Giulio Bizzotto

Personal information
- Date of birth: 15 October 1996 (age 28)
- Place of birth: Thiene, Italy
- Height: 1.70 m (5 ft 7 in)
- Position(s): Forward

Team information
- Current team: Cartigliano
- Number: 16

Youth career
- 2004–2015: Cittadella

Senior career*
- Years: Team / Apps / (Gls)
- 2015–2019: Cittadella / 15 / (4)
- 2016–2017: → FeralpiSalò (loan) / 10 / (0)
- 2017: → Renate (loan) / 9 / (0)
- 2018: → Viterbese (loan) / 5 / (0)
- 2019–: Cartigliano / 2 / (1)

= Giulio Bizzotto =

Italian footballer

Giulio Bizzotto (born 15 October 1996) is an Italian footballer who plays as a forward for Serie D club Cartigliano.

==Career==
Bizzotto began his career with A.S. Cittadella. He was first included in a matchday squad on 25 April 2015, remaining an unused substitute in a goalless draw away to Brescia in Serie B. His debut came on 9 May at the Stadio Pier Cesare Tombolato, replacing Daniele Bazzoffia in the 71st minute and nine minutes later netting an equaliser for a 1–1 draw with Frosinone. In a season which ended in relegation to Lega Pro, he made only one more appearance, in a 0–2 home defeat to Perugia 13 days later.
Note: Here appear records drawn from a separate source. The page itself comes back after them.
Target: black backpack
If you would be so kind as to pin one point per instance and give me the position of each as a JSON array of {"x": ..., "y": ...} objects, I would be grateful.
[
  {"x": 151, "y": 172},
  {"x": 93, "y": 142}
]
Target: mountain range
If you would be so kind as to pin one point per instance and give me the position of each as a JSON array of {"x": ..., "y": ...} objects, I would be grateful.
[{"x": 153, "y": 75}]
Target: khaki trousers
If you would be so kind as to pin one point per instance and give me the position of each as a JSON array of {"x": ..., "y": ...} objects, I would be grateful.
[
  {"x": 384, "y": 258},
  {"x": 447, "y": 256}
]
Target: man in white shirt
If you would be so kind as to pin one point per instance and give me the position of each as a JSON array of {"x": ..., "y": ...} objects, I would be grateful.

On 2 August 2015, in the first round of the Coppa Italia, Bizzotto netted four goals in a 15–0 home win over Potenza, two goals in either half. A week later in the second round, he opened a 2–0 win at Teramo. He eventually finished the 2015–16 season as the top-scorer of the Coppa Italia, with five goals.

On 8 January 2019, he moved to Cartigliano in the Serie D.